Lycée général et technologique   
Génie mécanique – 13,5 % 1.098
Industries graphiques – 10,1 % 14
Génie éléctrique – 6,2 % 292
Économie-gestion – 5,9 % 972
Philosophie – 5,1 % 203
Langues – 4,9 % 1.125
Histoire-géographie – 4,1 %  423
Physique-chimie – 3,8 % 516
EPS – 3,8 % 255
Maths – 3,4 % 594
Lettres  - 2,9 % 461
Lycée professionnel   
Métiers des arts appliqués  – 96,6 %  1.894
Éducation musicale  – 42,8 %  3
Biologie-géologie – 21 % 4
Génie mécanique – 15,3 % 797
Génie industriel – 13,7 % 482
Génie électrique – 12,9 % 405
Génie chimique – 12,4 % 16
Philosophie – 7,7 % 1
Économie-gestion – 7,2 % 617
Maths – 6,9 % 388
Hôtellerie – 5,5 % 37
Lettres – 3,9 % 422

Où y a-t-il le plus de suppressions de postes ?
Apparaissent ci-dessous les académies les plus touchées par les suppressions de postes d'enseignants du second degré entre 2007-2008 et 2009-2010.

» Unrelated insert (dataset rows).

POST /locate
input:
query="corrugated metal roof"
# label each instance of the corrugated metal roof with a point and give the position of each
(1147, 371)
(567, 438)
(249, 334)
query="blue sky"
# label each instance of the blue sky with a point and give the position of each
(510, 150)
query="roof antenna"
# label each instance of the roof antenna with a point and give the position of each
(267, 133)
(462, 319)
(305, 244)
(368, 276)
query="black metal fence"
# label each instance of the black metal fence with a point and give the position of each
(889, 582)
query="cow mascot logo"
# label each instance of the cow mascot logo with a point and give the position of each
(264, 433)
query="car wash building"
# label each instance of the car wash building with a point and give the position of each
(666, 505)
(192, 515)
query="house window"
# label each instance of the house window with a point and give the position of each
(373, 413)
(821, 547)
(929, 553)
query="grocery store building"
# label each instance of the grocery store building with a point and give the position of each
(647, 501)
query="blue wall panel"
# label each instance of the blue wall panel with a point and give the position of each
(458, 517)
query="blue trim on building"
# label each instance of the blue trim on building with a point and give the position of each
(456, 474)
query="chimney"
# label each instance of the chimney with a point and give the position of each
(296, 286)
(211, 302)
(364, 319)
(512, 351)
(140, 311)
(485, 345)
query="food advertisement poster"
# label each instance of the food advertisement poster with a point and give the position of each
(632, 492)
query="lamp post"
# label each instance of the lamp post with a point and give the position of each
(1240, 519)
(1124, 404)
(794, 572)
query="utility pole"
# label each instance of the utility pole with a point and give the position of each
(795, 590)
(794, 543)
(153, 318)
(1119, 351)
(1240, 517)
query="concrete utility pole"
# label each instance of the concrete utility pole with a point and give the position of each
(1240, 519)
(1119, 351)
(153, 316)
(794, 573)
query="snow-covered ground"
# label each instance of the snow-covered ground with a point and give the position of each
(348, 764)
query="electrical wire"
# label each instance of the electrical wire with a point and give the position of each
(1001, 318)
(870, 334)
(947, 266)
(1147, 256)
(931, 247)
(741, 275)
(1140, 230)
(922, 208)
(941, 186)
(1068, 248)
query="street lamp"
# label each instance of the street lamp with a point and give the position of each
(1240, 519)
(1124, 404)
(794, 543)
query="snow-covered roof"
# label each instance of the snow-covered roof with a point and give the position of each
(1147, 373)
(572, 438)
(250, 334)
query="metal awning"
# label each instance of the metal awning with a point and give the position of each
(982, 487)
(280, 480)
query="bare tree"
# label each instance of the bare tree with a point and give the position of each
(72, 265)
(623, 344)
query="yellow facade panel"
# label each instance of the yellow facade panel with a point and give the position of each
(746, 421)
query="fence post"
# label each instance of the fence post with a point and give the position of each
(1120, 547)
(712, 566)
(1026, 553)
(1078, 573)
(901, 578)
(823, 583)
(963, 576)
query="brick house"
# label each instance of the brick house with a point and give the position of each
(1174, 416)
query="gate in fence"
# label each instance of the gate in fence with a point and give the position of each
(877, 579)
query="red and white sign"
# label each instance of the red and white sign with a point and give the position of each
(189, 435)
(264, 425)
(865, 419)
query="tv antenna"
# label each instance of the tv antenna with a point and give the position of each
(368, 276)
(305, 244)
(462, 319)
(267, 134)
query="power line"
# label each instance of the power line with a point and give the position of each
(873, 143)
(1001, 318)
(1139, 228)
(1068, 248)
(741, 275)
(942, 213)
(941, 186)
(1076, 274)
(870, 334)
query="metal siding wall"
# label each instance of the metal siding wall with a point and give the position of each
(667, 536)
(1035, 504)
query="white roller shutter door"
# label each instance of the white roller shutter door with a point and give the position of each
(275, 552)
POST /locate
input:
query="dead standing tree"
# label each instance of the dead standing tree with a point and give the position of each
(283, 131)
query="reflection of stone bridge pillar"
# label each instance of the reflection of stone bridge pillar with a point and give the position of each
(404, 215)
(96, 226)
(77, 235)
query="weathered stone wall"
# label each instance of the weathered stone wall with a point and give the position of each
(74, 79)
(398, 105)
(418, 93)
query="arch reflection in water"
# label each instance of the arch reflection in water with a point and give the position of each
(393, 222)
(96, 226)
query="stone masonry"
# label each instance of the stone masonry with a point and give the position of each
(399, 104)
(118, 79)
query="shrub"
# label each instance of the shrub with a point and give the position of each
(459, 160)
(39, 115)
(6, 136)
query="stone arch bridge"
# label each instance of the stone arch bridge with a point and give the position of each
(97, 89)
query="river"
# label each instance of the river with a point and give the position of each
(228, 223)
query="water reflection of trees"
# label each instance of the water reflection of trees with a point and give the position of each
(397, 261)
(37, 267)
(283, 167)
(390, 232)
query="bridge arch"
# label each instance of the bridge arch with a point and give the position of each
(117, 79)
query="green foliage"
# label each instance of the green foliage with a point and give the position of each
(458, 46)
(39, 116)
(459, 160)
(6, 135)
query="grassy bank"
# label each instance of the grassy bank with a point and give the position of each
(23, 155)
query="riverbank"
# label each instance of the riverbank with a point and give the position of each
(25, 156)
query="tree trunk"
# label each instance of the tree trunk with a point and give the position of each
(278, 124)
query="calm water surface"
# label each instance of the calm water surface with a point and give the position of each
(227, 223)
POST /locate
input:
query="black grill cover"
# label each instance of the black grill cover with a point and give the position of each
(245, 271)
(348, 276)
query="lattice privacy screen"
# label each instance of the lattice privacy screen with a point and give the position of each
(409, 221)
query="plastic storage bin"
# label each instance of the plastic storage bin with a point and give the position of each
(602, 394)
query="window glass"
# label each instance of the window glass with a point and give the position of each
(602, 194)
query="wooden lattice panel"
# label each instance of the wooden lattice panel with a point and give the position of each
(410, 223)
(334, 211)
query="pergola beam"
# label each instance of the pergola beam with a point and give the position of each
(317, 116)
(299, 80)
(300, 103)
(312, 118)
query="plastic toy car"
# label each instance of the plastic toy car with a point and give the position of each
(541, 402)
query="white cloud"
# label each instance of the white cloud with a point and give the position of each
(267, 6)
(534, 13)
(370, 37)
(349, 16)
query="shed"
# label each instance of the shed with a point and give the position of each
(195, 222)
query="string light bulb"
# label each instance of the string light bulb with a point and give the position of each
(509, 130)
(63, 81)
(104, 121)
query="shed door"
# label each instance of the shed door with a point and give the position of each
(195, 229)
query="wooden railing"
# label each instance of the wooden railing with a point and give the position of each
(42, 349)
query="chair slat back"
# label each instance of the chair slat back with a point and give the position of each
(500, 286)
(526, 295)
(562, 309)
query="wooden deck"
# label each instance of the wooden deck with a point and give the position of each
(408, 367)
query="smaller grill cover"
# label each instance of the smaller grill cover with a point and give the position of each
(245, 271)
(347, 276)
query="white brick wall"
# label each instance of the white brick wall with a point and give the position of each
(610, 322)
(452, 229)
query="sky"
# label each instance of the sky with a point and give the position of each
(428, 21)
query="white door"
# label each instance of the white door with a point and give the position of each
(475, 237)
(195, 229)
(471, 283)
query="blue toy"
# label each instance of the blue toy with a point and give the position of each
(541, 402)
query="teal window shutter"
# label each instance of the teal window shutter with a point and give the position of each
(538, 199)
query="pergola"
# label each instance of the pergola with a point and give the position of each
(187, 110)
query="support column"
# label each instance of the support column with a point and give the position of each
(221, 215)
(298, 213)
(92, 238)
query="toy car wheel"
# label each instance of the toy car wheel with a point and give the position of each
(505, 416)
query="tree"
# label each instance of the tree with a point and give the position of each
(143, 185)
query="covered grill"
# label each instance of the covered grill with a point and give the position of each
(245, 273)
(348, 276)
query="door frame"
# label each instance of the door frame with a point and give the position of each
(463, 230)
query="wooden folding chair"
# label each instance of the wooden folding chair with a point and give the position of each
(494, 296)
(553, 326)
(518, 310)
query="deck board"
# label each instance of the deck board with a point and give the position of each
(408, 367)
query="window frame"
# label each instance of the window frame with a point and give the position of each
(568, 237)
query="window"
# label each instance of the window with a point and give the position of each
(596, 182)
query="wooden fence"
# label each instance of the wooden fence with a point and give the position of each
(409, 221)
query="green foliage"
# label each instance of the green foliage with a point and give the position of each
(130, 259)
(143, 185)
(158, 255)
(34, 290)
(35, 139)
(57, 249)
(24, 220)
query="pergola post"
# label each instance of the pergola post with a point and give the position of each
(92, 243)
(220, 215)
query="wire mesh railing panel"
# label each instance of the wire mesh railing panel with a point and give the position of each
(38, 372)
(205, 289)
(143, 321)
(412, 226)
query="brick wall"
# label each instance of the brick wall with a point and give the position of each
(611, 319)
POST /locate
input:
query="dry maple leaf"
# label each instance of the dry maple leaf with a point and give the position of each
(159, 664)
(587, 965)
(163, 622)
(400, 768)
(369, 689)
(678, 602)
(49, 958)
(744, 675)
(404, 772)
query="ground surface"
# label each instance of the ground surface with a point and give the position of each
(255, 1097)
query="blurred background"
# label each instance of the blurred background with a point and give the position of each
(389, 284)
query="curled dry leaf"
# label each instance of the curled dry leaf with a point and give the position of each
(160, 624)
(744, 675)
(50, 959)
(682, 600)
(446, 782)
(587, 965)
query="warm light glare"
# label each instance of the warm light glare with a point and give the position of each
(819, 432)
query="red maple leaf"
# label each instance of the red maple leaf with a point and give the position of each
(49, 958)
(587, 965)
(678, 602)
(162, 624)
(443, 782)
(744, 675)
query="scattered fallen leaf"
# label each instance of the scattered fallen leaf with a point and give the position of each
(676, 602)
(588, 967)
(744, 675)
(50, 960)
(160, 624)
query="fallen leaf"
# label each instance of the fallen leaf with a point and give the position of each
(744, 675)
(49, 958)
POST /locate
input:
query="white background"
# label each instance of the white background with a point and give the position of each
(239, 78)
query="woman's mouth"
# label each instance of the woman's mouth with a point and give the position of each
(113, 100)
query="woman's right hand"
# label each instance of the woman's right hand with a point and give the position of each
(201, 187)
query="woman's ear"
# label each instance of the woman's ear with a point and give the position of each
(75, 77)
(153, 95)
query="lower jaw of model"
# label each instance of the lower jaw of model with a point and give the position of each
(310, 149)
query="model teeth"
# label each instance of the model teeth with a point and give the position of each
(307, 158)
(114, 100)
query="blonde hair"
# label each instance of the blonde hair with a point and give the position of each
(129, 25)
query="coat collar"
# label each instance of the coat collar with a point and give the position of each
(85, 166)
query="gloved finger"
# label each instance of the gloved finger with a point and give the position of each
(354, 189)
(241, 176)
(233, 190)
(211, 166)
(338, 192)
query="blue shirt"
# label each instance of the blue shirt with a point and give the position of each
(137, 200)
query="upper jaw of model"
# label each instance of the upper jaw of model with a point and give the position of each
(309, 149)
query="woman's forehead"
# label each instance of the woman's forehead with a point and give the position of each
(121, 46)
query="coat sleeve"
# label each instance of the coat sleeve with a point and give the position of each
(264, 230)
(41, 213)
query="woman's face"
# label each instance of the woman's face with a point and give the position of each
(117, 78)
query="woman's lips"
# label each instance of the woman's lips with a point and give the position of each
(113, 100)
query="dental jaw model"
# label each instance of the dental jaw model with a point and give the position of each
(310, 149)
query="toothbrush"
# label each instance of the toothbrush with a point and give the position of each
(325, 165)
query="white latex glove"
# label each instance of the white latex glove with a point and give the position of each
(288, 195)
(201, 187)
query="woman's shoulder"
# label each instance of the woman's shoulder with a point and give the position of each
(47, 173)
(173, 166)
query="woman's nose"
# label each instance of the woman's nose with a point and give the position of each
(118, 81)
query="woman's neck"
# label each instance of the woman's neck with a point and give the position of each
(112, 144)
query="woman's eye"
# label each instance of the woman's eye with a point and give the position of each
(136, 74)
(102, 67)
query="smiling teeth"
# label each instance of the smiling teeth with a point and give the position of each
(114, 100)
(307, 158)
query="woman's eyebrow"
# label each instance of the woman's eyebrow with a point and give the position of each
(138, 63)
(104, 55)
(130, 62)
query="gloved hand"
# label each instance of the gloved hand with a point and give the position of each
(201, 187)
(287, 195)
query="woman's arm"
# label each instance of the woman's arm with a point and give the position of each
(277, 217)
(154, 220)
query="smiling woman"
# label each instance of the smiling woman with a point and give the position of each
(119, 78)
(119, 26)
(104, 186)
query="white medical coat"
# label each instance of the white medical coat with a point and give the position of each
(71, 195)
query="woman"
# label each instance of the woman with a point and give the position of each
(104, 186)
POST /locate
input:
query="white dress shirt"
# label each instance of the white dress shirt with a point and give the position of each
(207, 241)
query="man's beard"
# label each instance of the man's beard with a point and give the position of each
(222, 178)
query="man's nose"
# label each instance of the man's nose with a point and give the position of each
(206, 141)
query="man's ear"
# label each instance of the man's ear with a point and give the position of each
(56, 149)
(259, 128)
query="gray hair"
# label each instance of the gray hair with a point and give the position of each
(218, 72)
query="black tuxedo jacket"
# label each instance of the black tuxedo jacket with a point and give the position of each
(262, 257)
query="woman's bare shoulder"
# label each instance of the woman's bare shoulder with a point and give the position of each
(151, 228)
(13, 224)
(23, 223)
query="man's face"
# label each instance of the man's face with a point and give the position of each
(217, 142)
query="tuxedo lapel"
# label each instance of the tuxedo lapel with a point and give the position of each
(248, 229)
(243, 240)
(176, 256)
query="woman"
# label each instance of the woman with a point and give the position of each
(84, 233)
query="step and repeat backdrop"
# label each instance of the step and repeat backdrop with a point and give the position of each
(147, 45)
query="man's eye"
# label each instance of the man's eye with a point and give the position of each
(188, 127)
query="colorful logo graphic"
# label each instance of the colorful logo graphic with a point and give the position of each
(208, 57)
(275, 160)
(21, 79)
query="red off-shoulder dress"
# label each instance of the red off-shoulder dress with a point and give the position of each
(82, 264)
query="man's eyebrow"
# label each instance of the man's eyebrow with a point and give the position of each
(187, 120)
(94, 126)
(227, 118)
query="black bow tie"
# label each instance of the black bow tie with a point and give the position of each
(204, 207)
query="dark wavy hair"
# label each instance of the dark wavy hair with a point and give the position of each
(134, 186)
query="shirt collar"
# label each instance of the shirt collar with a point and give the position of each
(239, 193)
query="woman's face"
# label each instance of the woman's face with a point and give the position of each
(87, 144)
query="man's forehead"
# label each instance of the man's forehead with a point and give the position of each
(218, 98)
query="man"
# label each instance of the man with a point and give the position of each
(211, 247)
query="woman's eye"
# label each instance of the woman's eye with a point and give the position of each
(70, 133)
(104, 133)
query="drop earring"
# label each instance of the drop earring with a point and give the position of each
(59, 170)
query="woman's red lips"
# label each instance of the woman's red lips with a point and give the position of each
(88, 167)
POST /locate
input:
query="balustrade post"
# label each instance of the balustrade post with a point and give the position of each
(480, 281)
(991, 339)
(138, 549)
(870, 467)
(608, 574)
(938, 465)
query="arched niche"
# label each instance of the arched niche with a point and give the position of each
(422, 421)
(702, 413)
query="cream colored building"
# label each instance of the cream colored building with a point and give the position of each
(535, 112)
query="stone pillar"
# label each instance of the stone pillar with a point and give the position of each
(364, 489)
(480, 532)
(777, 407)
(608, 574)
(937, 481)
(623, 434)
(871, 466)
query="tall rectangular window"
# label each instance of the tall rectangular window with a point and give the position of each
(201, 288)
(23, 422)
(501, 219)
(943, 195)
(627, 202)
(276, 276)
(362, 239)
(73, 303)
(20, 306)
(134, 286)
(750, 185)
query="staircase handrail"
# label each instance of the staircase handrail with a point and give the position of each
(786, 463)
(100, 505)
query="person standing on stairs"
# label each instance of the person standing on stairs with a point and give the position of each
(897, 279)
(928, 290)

Académie Part de postes “perdus” (%)
Reims – 6,2 %
Lille – 5,8 %
Amiens – 5,7 %
Bordeaux – 5,5 %
Nancy-Metz – 5,5 %

À quel niveau les suppressions de postes sont-elles les plus marquées ?
Les établissements les plus touchés par les suppressions de postes d'enseignants du second degré entre 2007-2008 et 2009-2010
Type d'établissements Part de postes “perdus” (%)
Lycée professionnel – 7 %
Lycée général et technologique – 3,9 %
Collège – 3,4 %
Source : Repères et références statistiques 2008 et 2010, ministère de l’Éducation nationale.